Substructural Parametricity
C. B. Aberlé, Chris Martens, Frank Pfenning
TL;DR
The paper addresses how parametricity interacts with substructural type systems to yield precise, type-level properties. It develops unary logical relations parameterized by a resource algebra $M$ (with operation $\cdot$ and unit $\epsilon$) and specializes them to monoid-based interpretations for ordered types and commutative-monoid interpretations for linear types, proving a fundamental theorem of logical predicates. This framework derives extensional inhabitancy results, such as the unique inhabitants of polymorphic list operators and certain tree traversals, and a striking result that the ordered type of list fold is inhabited only by the fold function. The work provides a principled method to reason about substructural parametricity and suggests future extensions to adjoint frameworks for combining modes, all within a closed-term logical-relations approach that simplifies initial proofs while enabling rich semantic conclusions.
Abstract
Ordered, linear, and other substructural type systems allow us to expose deep properties of programs at the syntactic level of types. In this paper, we develop a family of unary logical relations that allow us to prove consequences of parametricity for a range of substructural type systems.

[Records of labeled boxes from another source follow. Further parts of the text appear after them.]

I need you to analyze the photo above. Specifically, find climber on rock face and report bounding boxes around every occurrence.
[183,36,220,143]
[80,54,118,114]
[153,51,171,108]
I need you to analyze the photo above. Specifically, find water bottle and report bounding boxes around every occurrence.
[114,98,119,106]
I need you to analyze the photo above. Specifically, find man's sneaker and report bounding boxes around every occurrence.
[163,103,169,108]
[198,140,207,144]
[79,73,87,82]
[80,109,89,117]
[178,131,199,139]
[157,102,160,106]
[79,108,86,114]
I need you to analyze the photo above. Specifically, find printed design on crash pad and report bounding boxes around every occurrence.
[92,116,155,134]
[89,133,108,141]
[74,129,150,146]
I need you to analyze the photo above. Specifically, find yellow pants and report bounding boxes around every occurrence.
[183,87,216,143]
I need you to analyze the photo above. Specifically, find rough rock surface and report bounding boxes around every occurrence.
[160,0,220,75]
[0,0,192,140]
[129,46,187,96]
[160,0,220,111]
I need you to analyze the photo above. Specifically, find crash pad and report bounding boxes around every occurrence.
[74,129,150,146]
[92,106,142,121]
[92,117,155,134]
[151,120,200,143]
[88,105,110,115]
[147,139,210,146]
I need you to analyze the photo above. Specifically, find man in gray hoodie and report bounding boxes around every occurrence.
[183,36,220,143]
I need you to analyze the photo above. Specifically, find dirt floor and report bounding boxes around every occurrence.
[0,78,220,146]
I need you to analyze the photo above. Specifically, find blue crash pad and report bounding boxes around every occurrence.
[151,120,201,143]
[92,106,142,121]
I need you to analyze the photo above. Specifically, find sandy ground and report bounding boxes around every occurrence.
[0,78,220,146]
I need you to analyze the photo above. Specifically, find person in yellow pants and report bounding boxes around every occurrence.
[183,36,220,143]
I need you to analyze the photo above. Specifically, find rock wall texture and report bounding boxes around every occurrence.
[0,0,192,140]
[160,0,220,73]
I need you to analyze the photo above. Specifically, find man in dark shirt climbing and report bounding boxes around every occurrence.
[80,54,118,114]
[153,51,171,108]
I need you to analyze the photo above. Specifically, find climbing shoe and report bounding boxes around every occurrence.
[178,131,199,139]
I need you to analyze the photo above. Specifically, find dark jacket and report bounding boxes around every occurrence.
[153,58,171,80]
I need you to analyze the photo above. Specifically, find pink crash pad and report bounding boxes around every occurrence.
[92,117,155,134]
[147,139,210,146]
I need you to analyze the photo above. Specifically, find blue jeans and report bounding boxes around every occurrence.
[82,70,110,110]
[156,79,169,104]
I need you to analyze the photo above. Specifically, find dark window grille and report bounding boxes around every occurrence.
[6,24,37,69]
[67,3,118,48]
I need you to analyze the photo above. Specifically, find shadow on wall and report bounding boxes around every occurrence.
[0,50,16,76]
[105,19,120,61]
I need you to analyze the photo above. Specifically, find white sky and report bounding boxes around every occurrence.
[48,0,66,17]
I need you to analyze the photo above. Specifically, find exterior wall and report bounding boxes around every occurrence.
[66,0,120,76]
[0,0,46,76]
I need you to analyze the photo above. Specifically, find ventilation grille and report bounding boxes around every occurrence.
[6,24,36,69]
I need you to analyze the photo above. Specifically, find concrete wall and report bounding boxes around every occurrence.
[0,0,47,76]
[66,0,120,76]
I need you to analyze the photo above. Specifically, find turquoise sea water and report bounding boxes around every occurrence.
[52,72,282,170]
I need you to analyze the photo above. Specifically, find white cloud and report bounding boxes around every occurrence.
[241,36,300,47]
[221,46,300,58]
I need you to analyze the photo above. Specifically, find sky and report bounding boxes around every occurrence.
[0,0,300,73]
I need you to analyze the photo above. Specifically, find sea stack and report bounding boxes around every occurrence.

A key idea is to parameterize the relation by an algebra, which we exemplify with a monoid and commutative monoid to interpret ordered and linear type systems, respectively. We prove the fundamental theorem of logical relations and apply it to deduce extensional properties of inhabitants of certain types. Examples include demonstrating that the ordered types for list append and reversal are inhabited by exactly one function, as are types of some tree traversals. Similarly, the linear type of the identity function on lists is inhabited only by permutations of the input. Our most advanced example shows that the ordered type of the list fold function is inhabited only by the fold function.